Tiles are durable for decades and can prove themselves strong for external stairs and steps even under heavy load. But they have to be properly laid and grouted. And the tiles of the external staircase must be grouted in a frost-proof manner due to the heavy load. Here is our guide to how to frost proof grout in external and wet areas to prevent damage.
The overall impression of the tiled steps and the floor is decisively influenced by the joints. Even when laying, the joint width must be reconciled with the size of the tiles. The larger the tile, the wider the gap should be.
A uniformly maintained joint width is actually self-evident. Squeezed or too small bleed tiles disturb the picture. The quality of the joint filler also depends on the width of the joint, because not every mortar can be used for every joint width.

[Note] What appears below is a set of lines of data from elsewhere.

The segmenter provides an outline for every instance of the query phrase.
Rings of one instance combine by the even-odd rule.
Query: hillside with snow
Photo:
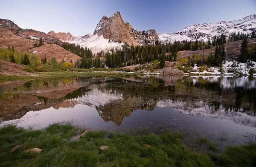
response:
[[[215,35],[220,36],[222,33],[227,36],[233,32],[250,34],[254,29],[256,29],[256,14],[228,22],[192,25],[178,31],[160,34],[158,36],[161,40],[171,42],[175,40],[194,40],[197,39],[207,41],[208,39],[212,39]]]

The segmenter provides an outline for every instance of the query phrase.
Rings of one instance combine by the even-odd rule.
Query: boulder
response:
[[[86,135],[86,134],[87,133],[88,133],[89,132],[89,130],[85,130],[85,131],[84,132],[84,133],[83,133],[82,134],[81,134],[81,135],[80,135],[80,137],[84,137],[84,136],[85,136],[85,135]]]
[[[108,146],[101,146],[99,147],[99,149],[102,151],[104,151],[105,150],[107,150],[108,149]]]
[[[32,149],[28,150],[25,152],[26,153],[41,153],[43,150],[38,148],[34,148]]]

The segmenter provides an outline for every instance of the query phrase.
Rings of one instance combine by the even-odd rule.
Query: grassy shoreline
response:
[[[197,152],[177,133],[131,135],[89,131],[71,124],[53,124],[40,130],[12,125],[0,128],[0,166],[255,167],[256,144],[229,147],[224,153]],[[201,140],[202,141],[202,140]],[[206,140],[203,140],[203,141]],[[13,147],[23,144],[11,153]],[[101,150],[101,146],[108,146]],[[37,147],[40,153],[26,153]]]
[[[0,81],[12,81],[20,79],[28,79],[38,78],[57,78],[67,77],[89,77],[89,76],[138,76],[143,74],[137,73],[126,73],[116,71],[95,71],[95,72],[41,72],[35,73],[39,76],[19,76],[16,75],[0,75]]]

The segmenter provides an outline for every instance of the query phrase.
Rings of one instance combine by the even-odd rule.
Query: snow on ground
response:
[[[237,73],[249,75],[250,68],[253,68],[256,71],[256,62],[251,62],[250,64],[250,65],[248,62],[242,63],[235,60],[227,60],[226,62],[224,61],[222,64],[222,72],[219,71],[220,68],[218,67],[210,67],[208,71],[205,70],[203,72],[200,72],[199,67],[197,67],[197,65],[195,64],[193,68],[193,71],[190,73],[199,74],[233,75],[234,71],[236,71]],[[254,75],[256,75],[256,74]]]
[[[89,48],[93,53],[96,54],[100,51],[109,50],[111,49],[121,48],[124,43],[114,42],[109,42],[108,40],[105,39],[103,35],[98,37],[97,34],[93,35],[90,38],[83,40],[81,41],[76,42],[76,44],[81,46]]]

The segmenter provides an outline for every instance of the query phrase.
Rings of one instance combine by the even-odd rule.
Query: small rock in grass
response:
[[[76,140],[76,139],[80,139],[80,136],[81,136],[81,135],[80,134],[79,134],[78,135],[76,135],[75,136],[74,136],[74,137],[73,137],[72,139],[73,140]]]
[[[103,151],[105,150],[107,150],[108,149],[108,146],[101,146],[99,147],[99,149],[102,151]]]
[[[84,132],[84,133],[83,133],[82,134],[81,134],[81,135],[80,135],[80,137],[84,137],[84,136],[85,136],[85,135],[86,135],[86,134],[87,133],[88,133],[89,132],[89,130],[85,130],[85,131]]]
[[[26,153],[41,153],[43,150],[38,148],[34,148],[32,149],[28,150],[25,152]]]
[[[23,145],[24,144],[20,144],[15,146],[14,147],[13,147],[12,150],[11,150],[11,153],[12,153],[13,152],[15,152],[16,150],[19,149],[21,147],[23,146]]]
[[[145,147],[150,147],[151,146],[152,146],[151,145],[149,144],[143,144],[143,146]]]

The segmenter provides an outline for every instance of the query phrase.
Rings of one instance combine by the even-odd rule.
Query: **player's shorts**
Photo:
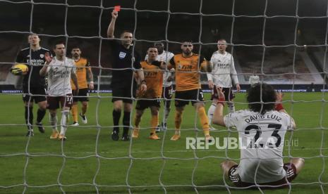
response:
[[[149,100],[138,100],[135,105],[135,109],[145,110],[151,106],[161,107],[161,100],[159,98],[149,99]]]
[[[132,98],[135,98],[135,87],[112,87],[112,96],[111,101],[114,103],[117,101],[122,101],[125,103],[132,103]]]
[[[231,101],[232,99],[235,98],[235,93],[233,93],[232,88],[222,88],[222,92],[224,93],[224,98],[226,98],[226,101]],[[212,89],[211,100],[213,101],[213,99],[217,98],[218,94],[217,90]]]
[[[80,89],[78,90],[78,93],[75,93],[75,90],[73,90],[73,102],[87,102],[89,101],[89,89]],[[75,97],[79,96],[82,97]]]
[[[162,87],[162,98],[165,100],[171,100],[173,95],[173,88],[172,86],[167,87]]]
[[[238,164],[233,166],[230,168],[228,176],[229,179],[233,184],[237,187],[249,187],[255,186],[252,183],[243,182],[239,176],[237,172]],[[291,162],[284,164],[284,169],[286,171],[286,177],[274,182],[260,183],[259,185],[272,186],[274,187],[261,187],[261,188],[284,188],[288,186],[288,183],[291,182],[295,178],[296,178],[296,167]]]
[[[66,96],[47,96],[47,108],[49,110],[59,108],[59,104],[62,108],[63,107],[71,108],[73,104],[73,95],[69,93]]]
[[[28,102],[30,101],[30,102],[35,102],[35,103],[40,103],[40,102],[43,102],[47,101],[46,98],[46,89],[45,88],[42,88],[42,87],[37,87],[37,88],[30,88],[30,92],[28,90],[28,87],[23,87],[23,101],[24,102]],[[30,95],[28,93],[32,93],[33,95]],[[34,96],[34,95],[42,95],[42,96]]]
[[[202,89],[192,89],[187,91],[176,91],[176,107],[183,107],[189,104],[191,101],[191,105],[195,103],[203,102],[204,95]]]

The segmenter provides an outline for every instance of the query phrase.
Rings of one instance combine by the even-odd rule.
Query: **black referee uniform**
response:
[[[135,97],[137,83],[134,79],[133,70],[141,69],[140,56],[135,50],[133,55],[133,47],[125,48],[120,41],[110,41],[112,54],[112,77],[111,90],[112,102],[122,101],[125,103],[132,103],[132,97]],[[123,117],[123,132],[122,140],[128,141],[128,134],[130,126],[130,112],[124,112]],[[121,110],[113,110],[114,129],[111,138],[119,139],[119,123],[121,117]]]

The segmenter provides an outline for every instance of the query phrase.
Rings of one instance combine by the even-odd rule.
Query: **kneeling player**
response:
[[[163,62],[156,60],[158,55],[157,48],[150,48],[147,51],[148,59],[141,62],[144,71],[145,80],[147,84],[147,91],[138,95],[138,100],[135,106],[135,129],[132,134],[133,138],[139,136],[139,124],[145,109],[150,108],[152,112],[150,139],[159,139],[155,130],[158,124],[158,113],[160,108],[160,98],[162,96],[162,84],[163,83],[163,71],[165,67]]]
[[[213,123],[236,127],[242,146],[239,164],[231,160],[221,164],[225,175],[238,187],[287,186],[304,166],[304,160],[293,158],[288,163],[283,162],[285,134],[295,129],[296,124],[282,106],[281,93],[276,93],[266,84],[256,84],[248,92],[250,110],[224,116],[224,94],[221,88],[217,91],[219,99]]]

The staircase is exposed to the weather and temperature fluctuations. Stairs and garage are usually cleaned with a hard broom and the garden hose. When garage floor is still the high pressure load is added by frequent startup and braking of the car. High quality demands are placed on the quality of the joint filler.
It must be impermeable to water, frost-proof, heavy duty and flexible. The question of the color of the grout can be easily answered for the outdoor area.
Constant dirt leaves the joints appear gray after some time anyway. For this reason, a gray, color pigment-free grout is recommended. The appearance of the tiled surface does not change significantly and remains uniform when you frost proof grout.
Frost proof grout: Filling the joints
The last but not the least important operation when laying tiles is filling the joints. It seems so easy, but there are some points to keep in mind in order not to ruin the whole result of the installation work.
The work to frost proof grout can be started about 2 – 3 days after laying the tiles. The tools needed are a trowel, long-handled rubber pusher, sponge board, sponge and a soft cloth. Highly recommended are knee pads.
The grouting of the baseboards and the subsequent cleaning of the floor must be carried out slipping on the knees, for better or worse. The pourable mortar is poured out on the tiles and slipped diagonally to the joints in the joints by constant back and forth wiping.
Open-pored absorbent pads should be pre-wetted before starting work. Outdoor work should not be carried out in blazing sun to avoid too fast drying out of the joints.
You start with a small area to get used to working with this material. In the further course can be worked over a large area. In the case of soil cladding, the surface is sprinkled with dry, untrimmed grout immediately after leaching and then swept off with a squeegee several minutes later.
After dressing, if the grout can no longer be wiped out or washed out, the fine cleaning of the floor is started immediately. With a large, damp sponge, which must be washed out again and again, the surfaces are cleaned.
Then any remaining veils are polished away with a dry cloth. In very stubborn cases can be treated with a Zementschleierentferner. Since the joints are not completely dry, they must be protected from rain, frost and too fast drying by covering with a foil.
Tips for colorfast grouting
With all grouts, color deviations can easily occur, which can disturb the overall picture. To avoid this, you should note the following:
1. The joint width should be uniform, so that the grout can dry evenly. Uniform distances are obtained when using tile crosses.
2. In order to achieve a uniform joint depth, adhesive residues that have pressed into the joints must be scraped out with a wooden wedge when laying.
3. After slurrying, the floor tiles are then sprinkled with dry mortar to absorb excess moisture
4. When using colored joint mortar, make sure that the mortar is always mixed with the same amount of water and stirred thoroughly.
5. Always put fresh joints on first. They must be slightly dry on the surface. Then clean with a damp sponge.
Gerhardt Richter is a writer and a trainer at trade technical colleges, specializing in carpentry, plumbing, mechanics and construction.